Nach nächtlichen Kämpfen hat die somalische Regierung nach eigenen Angaben die radikalislamischen Milizen der Al-Schabaab aus der Hauptstadt Mogadischu vertrieben. Die Regierungstruppen seien wegen eines Angriffs von Milizionären gegen die Islamisten vorgegangen, sagte ein Regierungssprecher. Erstmals seit 20 Jahren hätten die Somalier jetzt "die goldene Gelegenheit" zu sehen, dass ihre Regierung Mogadischu vollständig beherrsche.

Auch der Rest des Landes werde bald frei sein, sagte Präsident Sharif Cheikh Ahmed.

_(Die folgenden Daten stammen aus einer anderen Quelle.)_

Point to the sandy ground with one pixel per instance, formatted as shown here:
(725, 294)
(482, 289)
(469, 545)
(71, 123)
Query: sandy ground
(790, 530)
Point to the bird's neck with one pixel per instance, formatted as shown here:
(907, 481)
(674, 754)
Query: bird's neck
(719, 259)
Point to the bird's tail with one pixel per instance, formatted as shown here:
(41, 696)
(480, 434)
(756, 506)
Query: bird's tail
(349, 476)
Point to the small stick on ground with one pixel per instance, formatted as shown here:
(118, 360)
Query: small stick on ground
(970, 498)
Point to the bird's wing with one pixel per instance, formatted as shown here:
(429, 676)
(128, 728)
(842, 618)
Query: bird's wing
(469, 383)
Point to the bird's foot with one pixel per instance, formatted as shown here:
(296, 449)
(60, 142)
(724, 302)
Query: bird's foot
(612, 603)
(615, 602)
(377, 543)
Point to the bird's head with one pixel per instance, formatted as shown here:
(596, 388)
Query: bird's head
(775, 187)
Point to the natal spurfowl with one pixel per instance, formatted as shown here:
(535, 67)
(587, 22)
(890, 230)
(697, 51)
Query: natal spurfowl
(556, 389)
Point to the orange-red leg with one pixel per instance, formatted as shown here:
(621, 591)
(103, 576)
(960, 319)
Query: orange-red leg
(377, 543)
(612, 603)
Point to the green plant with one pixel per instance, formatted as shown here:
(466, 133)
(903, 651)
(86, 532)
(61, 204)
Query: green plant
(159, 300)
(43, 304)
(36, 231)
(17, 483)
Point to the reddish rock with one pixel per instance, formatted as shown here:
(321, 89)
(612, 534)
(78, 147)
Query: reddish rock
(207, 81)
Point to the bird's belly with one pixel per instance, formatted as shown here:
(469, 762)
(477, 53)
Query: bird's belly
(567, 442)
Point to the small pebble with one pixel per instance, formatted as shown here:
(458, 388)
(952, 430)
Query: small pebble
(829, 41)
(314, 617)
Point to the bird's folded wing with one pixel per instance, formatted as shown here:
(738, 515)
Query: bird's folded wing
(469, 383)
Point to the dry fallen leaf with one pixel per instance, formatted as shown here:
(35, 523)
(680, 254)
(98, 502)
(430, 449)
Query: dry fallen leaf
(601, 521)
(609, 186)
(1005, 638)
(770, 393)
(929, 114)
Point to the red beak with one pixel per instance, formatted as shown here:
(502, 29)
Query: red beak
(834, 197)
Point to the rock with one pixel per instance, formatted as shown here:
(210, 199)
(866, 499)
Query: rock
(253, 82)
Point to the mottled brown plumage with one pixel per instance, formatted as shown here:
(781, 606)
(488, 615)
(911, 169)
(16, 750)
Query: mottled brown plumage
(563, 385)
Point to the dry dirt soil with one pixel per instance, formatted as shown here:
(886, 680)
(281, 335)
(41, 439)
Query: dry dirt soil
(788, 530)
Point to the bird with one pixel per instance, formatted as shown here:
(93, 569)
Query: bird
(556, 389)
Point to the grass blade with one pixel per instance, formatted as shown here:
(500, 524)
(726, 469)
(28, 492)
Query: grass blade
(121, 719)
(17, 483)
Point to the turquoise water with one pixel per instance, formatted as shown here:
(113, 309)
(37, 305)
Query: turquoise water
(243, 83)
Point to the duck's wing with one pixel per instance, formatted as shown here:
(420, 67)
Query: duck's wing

Die Friedenstruppe AMISOM der Afrikanischen Union (AU) erklärte, die Angaben von der befreiten Hauptstadt zu prüfen, mahnte aber gleichzeitig zur "Vorsicht". "Es könnte sich um eine Falle handeln", sagte ein AMISOM-Sprecher.

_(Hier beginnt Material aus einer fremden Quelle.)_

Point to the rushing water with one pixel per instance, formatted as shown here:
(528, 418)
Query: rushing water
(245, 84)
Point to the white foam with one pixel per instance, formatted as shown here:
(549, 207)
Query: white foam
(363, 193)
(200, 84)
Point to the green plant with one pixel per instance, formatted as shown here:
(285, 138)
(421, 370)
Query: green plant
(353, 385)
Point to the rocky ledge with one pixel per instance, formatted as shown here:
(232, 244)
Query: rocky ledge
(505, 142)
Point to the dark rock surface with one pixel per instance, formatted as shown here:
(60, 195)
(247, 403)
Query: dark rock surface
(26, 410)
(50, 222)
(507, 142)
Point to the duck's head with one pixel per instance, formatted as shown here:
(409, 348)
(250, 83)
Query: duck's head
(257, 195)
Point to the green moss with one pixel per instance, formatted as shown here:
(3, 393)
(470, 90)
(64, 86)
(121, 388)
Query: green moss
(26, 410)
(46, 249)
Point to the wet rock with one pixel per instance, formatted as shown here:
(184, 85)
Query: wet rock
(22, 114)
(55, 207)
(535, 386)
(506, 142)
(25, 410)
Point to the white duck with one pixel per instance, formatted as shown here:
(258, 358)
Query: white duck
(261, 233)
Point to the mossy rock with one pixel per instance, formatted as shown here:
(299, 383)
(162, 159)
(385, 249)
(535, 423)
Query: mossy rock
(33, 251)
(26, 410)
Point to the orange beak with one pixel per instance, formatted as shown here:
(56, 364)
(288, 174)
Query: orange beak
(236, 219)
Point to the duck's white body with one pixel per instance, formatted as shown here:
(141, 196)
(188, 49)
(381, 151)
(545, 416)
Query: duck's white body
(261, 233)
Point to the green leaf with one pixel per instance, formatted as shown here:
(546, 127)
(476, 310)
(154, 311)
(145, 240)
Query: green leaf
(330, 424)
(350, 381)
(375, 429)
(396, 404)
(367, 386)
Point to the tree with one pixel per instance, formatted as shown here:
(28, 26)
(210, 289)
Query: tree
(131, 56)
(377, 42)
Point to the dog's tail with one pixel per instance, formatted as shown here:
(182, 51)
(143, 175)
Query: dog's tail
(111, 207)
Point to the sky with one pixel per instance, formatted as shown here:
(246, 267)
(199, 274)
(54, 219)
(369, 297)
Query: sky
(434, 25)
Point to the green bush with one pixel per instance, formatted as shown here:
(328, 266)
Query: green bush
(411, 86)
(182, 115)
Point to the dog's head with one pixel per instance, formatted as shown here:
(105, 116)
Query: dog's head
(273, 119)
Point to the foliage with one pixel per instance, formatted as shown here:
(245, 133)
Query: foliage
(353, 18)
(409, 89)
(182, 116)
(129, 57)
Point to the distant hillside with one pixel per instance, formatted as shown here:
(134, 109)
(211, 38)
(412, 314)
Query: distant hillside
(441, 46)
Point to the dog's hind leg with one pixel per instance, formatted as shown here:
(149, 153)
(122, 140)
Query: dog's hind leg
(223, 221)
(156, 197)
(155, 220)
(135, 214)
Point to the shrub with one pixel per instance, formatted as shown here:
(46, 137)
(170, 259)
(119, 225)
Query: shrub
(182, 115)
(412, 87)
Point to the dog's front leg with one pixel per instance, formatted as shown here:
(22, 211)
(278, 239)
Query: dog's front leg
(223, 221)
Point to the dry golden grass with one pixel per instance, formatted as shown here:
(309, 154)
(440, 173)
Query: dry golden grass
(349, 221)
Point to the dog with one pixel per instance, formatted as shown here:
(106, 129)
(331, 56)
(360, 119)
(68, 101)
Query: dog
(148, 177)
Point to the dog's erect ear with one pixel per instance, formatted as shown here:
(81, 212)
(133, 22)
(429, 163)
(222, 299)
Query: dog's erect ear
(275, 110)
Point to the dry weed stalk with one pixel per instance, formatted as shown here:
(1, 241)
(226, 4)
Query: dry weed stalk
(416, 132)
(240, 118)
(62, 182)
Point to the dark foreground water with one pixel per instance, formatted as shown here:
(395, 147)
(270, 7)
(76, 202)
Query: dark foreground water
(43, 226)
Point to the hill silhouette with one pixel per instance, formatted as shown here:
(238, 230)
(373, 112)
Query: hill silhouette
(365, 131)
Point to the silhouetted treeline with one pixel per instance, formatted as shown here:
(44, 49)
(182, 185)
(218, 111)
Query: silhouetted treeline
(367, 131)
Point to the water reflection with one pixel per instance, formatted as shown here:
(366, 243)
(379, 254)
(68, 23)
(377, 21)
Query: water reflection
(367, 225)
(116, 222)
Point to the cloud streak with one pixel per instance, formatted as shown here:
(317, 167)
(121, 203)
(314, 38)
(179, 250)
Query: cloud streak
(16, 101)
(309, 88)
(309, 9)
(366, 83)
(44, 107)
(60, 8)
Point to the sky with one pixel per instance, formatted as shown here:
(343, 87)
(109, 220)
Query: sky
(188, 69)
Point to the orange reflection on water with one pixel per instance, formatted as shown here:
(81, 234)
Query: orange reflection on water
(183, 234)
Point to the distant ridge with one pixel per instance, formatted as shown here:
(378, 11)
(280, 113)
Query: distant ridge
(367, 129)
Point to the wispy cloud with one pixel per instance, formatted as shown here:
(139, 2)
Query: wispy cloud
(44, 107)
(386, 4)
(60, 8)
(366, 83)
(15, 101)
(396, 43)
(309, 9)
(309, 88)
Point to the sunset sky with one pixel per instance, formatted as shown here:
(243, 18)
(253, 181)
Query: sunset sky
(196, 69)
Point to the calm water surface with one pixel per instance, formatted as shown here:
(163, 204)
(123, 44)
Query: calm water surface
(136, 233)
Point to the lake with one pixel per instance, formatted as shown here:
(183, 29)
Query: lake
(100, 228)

Al-Schabaab droht mit vermehrten Angriffen

Wie Augenzeugen berichteten, hatten die Schabaab-Kämpfer in der Nacht zum Samstag mehrere ihrer Stellungen verlassen, die dann von Regierungstruppen eingenommen worden seien. Rund um das Stadion im Norden Mogadischus sei inzwischen "kein einziger" Schabaab-Kämpfer mehr, sagte ein Anwohner.

Dagegen erklärte der Al-Schabaab-Sprecher Scheich Ali Mohamud Rage: "Wir haben unsere Taktik geändert. Deshalb haben wir uns aus Mogadischu zurückgezogen." Nun würde die Anzahl der Angriffe verdoppelt, sagte er im Rundfunksender Radio Koran (IQK). "Wir werden ihnen in den kommenden Stunden eine unvergessliche Lehre erteilen."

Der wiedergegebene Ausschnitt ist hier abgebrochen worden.